With 450 kilometers (280 miles) of coastline and 300 days of sunshine per year Albania offers a diverse range of attractions ranging from beaches to mountain resorts, as well as great food and culture. .
“What’s new beyond the sea and the beaches is nature, the protected areas, the adventurous, mountainous, natural tourism and agro-tourism,” said Kumbaro, adding that the aim is to attract tourists year-round.
Tourism and agriculture are two main revenue resources for post-communist Albania, one of Europe’s poorest countries. Tourism generated 17% of GDP in 2021, with arrivals increasing 33% last year to 7.5 million people. Kumbaro said 59% more tourists have come in the first quarter this year compared to last year.
Albanian officials say environmental protection goes hand-in-hand with tourism promotion. Last month, Tirana declared the Vjosa River – the last wild river in Europe – a national park meaning that any development is prohibited.
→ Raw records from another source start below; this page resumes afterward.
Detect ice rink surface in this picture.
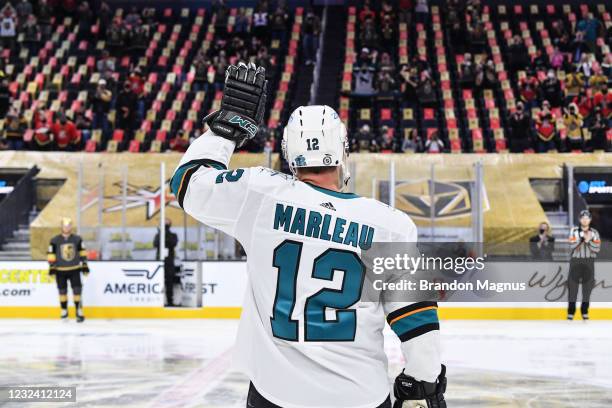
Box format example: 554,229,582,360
1,319,611,408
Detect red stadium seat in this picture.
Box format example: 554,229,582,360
112,130,124,142
128,140,140,152
85,140,97,152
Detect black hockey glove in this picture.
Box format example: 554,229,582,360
204,62,267,148
81,263,90,276
49,265,57,276
393,365,447,408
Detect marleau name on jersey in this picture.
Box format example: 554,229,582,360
273,203,375,250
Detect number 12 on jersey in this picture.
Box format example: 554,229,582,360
270,240,365,342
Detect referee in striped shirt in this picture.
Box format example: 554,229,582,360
567,210,601,320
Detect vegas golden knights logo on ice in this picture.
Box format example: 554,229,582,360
378,180,488,220
60,243,76,262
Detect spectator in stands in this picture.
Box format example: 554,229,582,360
127,66,145,121
354,124,374,152
509,102,532,153
234,8,249,37
253,4,268,42
417,70,437,106
564,103,584,151
116,81,137,132
169,130,189,153
15,0,32,25
270,6,289,45
97,50,115,82
376,68,396,95
22,14,41,55
398,0,413,24
2,108,25,150
507,35,529,73
359,3,375,23
0,11,16,50
550,19,568,43
124,7,140,27
593,85,610,115
475,59,497,90
564,70,584,104
589,107,609,151
97,1,112,39
353,64,376,96
255,46,273,74
192,52,210,92
401,128,421,153
550,45,565,71
380,14,395,53
588,67,607,92
91,79,112,136
129,18,150,57
357,47,377,68
573,89,594,119
539,70,563,108
576,12,602,53
37,0,52,36
359,16,379,54
107,17,127,54
459,53,476,88
519,71,539,111
532,49,549,72
77,1,93,35
0,77,10,118
415,0,429,25
602,54,612,78
535,101,557,152
576,54,594,79
33,113,52,150
378,126,397,152
571,32,589,65
74,106,92,143
468,21,486,54
425,131,445,153
212,50,228,90
379,52,395,72
51,111,80,151
399,64,418,104
529,222,555,260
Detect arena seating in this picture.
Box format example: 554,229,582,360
0,4,303,152
340,1,610,153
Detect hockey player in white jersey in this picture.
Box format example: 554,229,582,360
171,62,446,408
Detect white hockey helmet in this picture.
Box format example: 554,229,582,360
282,105,350,185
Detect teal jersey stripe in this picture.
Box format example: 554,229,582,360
170,164,194,197
390,309,439,338
170,159,228,207
304,182,360,199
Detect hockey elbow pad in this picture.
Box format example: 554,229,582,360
393,365,447,408
204,62,267,148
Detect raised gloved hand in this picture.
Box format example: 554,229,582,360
393,366,447,408
204,62,268,148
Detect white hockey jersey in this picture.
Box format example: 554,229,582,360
171,131,441,408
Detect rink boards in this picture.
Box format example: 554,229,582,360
1,261,611,319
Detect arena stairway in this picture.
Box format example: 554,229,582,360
546,210,571,261
0,210,37,260
314,6,346,108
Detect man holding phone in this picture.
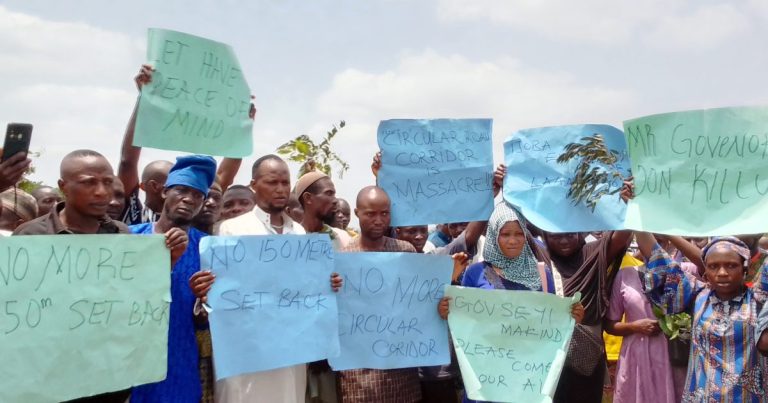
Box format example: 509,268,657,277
0,151,30,193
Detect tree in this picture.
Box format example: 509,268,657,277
17,150,44,194
557,134,625,212
276,121,350,178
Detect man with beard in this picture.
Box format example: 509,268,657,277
296,170,350,249
129,155,215,403
294,170,349,402
189,154,342,403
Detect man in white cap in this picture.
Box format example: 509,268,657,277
295,169,350,249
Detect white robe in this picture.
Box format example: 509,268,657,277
214,207,307,403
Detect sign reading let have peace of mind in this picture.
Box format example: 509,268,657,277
377,119,494,227
135,28,253,157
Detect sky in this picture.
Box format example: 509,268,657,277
1,0,767,223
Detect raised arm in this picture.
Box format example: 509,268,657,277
216,158,242,191
607,230,633,262
118,64,153,194
668,235,705,270
637,231,704,314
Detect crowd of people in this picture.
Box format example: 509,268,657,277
1,64,768,403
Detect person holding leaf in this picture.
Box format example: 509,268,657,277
437,201,585,403
636,231,768,402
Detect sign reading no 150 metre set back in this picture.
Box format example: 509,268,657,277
377,119,494,227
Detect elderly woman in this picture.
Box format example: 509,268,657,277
438,201,584,403
637,232,768,402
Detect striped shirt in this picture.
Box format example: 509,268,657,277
644,245,768,402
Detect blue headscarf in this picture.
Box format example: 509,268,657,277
165,155,217,196
482,201,541,290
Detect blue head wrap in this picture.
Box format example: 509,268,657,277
164,155,217,196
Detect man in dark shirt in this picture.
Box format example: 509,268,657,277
13,149,187,403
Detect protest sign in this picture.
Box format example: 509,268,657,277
135,28,253,157
377,119,494,226
329,252,452,370
0,235,170,403
445,286,576,403
503,125,630,232
623,106,768,235
201,234,339,379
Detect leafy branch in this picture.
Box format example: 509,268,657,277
652,305,691,341
556,134,624,212
276,120,350,178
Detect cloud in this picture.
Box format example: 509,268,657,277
0,6,155,185
311,50,635,206
436,0,753,49
644,4,750,50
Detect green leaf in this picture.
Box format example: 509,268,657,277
295,140,310,155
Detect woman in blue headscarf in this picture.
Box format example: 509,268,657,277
438,201,585,403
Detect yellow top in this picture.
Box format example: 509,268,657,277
604,253,644,362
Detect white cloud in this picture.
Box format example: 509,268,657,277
645,4,750,50
436,0,753,50
0,6,152,186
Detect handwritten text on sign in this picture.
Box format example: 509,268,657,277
202,235,339,380
445,286,575,403
623,106,768,235
329,252,452,370
0,235,170,403
503,124,630,233
378,119,494,226
135,28,253,157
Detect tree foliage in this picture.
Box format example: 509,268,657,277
556,134,624,212
17,150,44,194
276,121,350,178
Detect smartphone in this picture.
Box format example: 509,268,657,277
2,123,32,162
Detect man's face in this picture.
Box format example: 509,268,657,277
195,187,222,226
333,200,351,229
221,188,255,220
141,177,167,213
356,196,391,241
251,160,291,214
163,185,205,225
59,156,114,219
545,232,582,258
396,226,428,252
34,188,62,217
448,222,468,238
106,180,126,220
306,178,338,222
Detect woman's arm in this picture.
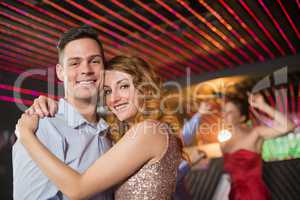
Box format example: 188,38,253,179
18,116,167,199
249,93,295,139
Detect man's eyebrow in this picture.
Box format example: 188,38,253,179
67,55,102,61
89,54,102,59
67,57,81,62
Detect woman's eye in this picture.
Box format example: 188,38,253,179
120,84,129,89
104,90,111,95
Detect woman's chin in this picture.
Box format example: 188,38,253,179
116,115,127,122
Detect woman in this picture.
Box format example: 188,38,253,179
16,55,183,200
220,94,294,200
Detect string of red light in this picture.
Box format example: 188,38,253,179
0,0,298,80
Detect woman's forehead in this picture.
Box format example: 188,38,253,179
104,70,132,84
225,102,239,110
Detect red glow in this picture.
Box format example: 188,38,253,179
258,0,296,54
239,0,285,56
219,0,275,59
0,95,33,106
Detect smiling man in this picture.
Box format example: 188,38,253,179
12,26,113,200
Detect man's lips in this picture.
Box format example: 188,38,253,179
76,80,97,86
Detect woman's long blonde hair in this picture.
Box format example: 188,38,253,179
104,55,187,160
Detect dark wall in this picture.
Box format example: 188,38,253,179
0,69,59,199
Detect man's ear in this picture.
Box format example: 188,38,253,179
240,115,246,123
56,64,64,82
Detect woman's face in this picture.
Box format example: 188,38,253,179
104,70,139,121
223,102,244,125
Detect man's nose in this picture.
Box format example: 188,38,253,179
81,61,94,75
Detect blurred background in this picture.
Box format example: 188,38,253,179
1,0,300,199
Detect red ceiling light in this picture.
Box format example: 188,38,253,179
1,43,55,64
0,21,56,45
156,0,242,66
276,0,300,40
17,0,78,28
0,49,52,68
0,84,59,100
43,0,183,76
0,28,57,54
134,0,226,70
0,35,56,60
178,0,254,63
0,11,60,38
199,0,265,61
258,0,296,54
109,0,207,73
218,0,275,59
238,0,285,56
66,0,189,72
0,1,66,32
0,95,33,106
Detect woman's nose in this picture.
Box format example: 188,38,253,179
110,91,121,104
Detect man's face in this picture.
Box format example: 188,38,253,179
57,38,104,101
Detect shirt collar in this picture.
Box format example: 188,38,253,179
57,99,109,133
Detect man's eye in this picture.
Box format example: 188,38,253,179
92,60,101,64
69,62,79,66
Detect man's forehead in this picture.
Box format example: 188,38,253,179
63,39,102,55
66,54,102,61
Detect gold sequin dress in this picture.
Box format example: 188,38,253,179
115,133,182,200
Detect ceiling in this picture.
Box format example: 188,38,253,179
0,0,300,80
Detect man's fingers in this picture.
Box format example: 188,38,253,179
25,106,34,115
33,103,45,118
39,102,49,116
48,99,58,116
36,96,50,116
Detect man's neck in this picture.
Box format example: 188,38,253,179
66,97,98,124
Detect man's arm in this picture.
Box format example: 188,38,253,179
182,113,201,146
181,102,213,146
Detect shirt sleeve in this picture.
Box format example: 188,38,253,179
12,119,60,200
182,112,201,146
176,160,191,183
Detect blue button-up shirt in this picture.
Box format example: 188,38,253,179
13,99,113,200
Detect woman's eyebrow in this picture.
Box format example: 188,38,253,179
116,78,129,85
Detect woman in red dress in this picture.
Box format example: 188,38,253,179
220,93,294,200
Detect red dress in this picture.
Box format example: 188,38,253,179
223,149,270,200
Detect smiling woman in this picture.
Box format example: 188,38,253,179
104,55,162,140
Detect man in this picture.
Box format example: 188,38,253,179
13,26,113,200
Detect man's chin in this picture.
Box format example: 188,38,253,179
73,91,98,101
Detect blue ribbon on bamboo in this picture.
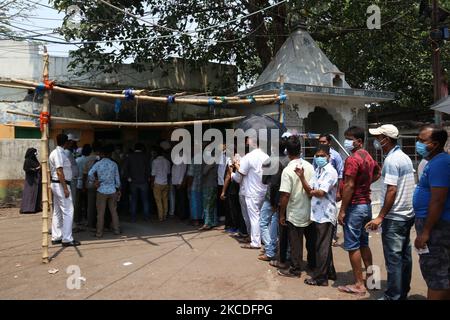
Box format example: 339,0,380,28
167,95,176,104
124,88,135,101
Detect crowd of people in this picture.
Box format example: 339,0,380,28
37,122,449,300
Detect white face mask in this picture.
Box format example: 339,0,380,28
344,139,355,152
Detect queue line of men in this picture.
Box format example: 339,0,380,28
221,124,449,300
47,123,450,300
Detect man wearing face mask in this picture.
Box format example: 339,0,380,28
365,124,415,300
337,126,381,296
412,124,450,300
296,145,338,286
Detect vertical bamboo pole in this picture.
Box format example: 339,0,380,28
41,48,50,263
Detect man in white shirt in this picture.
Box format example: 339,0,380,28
171,152,188,219
297,144,338,285
49,134,80,247
151,148,171,221
233,137,269,249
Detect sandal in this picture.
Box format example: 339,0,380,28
338,285,367,296
304,278,328,286
237,237,251,244
198,225,212,231
240,244,260,249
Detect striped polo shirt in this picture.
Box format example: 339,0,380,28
380,145,415,221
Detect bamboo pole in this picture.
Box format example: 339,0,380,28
41,49,50,264
10,79,280,106
7,110,279,126
0,83,35,90
7,110,279,127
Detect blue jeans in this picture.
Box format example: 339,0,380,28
260,200,278,258
382,218,414,300
130,183,150,220
343,204,372,251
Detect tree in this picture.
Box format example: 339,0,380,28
52,0,450,111
0,0,34,36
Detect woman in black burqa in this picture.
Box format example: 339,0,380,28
20,148,42,213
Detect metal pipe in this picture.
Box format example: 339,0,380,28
330,134,350,156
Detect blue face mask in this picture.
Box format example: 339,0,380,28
344,139,354,152
314,156,328,168
416,141,430,158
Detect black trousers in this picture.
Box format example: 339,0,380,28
175,186,189,219
227,192,245,233
288,221,316,271
74,188,87,223
313,222,336,281
278,223,289,263
217,187,225,218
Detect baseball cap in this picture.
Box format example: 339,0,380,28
369,124,399,139
281,132,293,139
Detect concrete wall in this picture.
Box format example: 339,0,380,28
0,139,40,206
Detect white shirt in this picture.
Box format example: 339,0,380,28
217,152,227,186
238,148,269,199
49,146,72,181
151,156,171,185
309,163,338,225
64,149,79,178
171,163,187,185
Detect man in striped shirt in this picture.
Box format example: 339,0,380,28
366,124,415,300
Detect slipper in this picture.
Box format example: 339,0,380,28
241,244,260,249
338,285,367,296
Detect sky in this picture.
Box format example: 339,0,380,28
13,1,76,56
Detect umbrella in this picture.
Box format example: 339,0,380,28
235,114,287,155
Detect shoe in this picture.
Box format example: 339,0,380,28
113,230,121,235
269,260,288,269
51,240,62,245
277,268,301,278
62,240,81,247
258,254,274,262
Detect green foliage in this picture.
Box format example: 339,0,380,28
51,0,450,109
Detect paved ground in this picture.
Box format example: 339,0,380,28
0,208,427,300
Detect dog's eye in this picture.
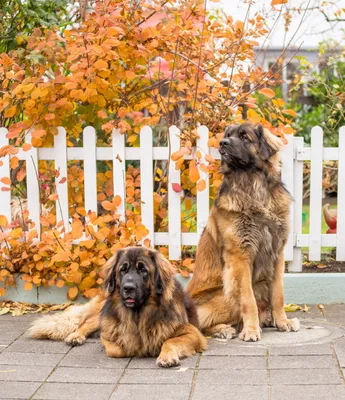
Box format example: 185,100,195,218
119,263,128,273
137,262,147,273
240,135,247,141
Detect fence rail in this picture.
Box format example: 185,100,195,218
0,125,344,271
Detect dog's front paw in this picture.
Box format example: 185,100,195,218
213,324,237,340
65,332,86,346
275,317,300,332
156,352,180,368
239,325,261,342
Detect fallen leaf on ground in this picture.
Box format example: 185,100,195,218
0,301,73,316
284,303,302,312
318,303,325,316
317,264,327,269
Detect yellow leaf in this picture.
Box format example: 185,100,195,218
0,215,8,227
284,303,302,312
259,88,275,98
10,156,19,169
10,228,22,239
128,135,137,143
247,109,261,124
80,240,96,249
94,59,108,70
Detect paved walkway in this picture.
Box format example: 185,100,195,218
0,304,345,400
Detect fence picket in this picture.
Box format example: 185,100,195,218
289,137,304,272
168,126,181,260
281,133,294,261
309,126,323,261
25,132,41,237
112,128,125,221
336,127,345,260
54,127,69,230
140,126,154,245
196,126,209,240
83,127,98,223
0,128,11,225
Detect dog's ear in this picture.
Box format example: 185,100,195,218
150,250,176,298
256,125,275,161
103,250,123,294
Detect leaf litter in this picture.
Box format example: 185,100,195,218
0,300,72,316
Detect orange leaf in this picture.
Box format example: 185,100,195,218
0,177,11,185
113,195,122,207
49,194,59,201
171,150,184,161
102,200,114,211
17,168,26,182
68,287,78,300
4,105,17,118
10,156,19,169
80,239,96,249
271,0,287,5
24,282,33,291
189,163,200,183
259,88,275,98
56,280,65,288
196,179,206,192
22,143,32,152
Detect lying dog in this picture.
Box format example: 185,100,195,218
29,247,206,367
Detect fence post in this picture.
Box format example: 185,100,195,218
336,127,345,260
281,133,294,263
309,126,323,261
54,127,69,231
196,126,209,241
112,128,125,222
289,137,304,272
26,132,41,237
0,128,11,226
168,126,181,260
140,126,154,246
83,126,98,228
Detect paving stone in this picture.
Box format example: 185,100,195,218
199,355,266,369
111,384,191,400
204,341,267,356
67,341,104,356
334,338,345,368
271,385,345,400
60,352,130,369
269,343,332,356
269,355,335,369
196,369,267,385
0,351,64,366
128,356,198,369
4,338,70,354
120,369,194,384
269,368,342,385
0,381,41,399
33,383,115,400
193,384,269,400
0,365,54,382
47,366,122,384
0,344,10,353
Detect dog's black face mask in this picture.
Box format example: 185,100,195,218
219,123,275,170
106,249,152,309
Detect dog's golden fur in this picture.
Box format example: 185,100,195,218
187,123,299,341
29,247,206,367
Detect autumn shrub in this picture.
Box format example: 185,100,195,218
0,0,293,299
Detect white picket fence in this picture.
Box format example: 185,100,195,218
0,125,344,272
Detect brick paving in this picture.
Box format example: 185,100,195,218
0,305,345,400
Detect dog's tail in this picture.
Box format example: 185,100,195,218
28,295,100,341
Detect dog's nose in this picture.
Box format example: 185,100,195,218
220,138,230,147
123,282,136,294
More than a fifth of the country is protected.
Mohamed Ali Alabbar of the Eagle Hills Group of Companies, an Abu Dhabi-based private real estate investment and development company, is to invest $2.5 billion to build the Durres Yachts & Marina port and residence area.
Like many others, Albania’s tourism industry is grappling with a worker shortage as many young Albanians have emigrated to western European countries in search of a better life.
Dorin Sema, a chief waiter at Lalezi Bay tourist resort, says it’s not easy to keep young workers when higher salaries beckon abroad.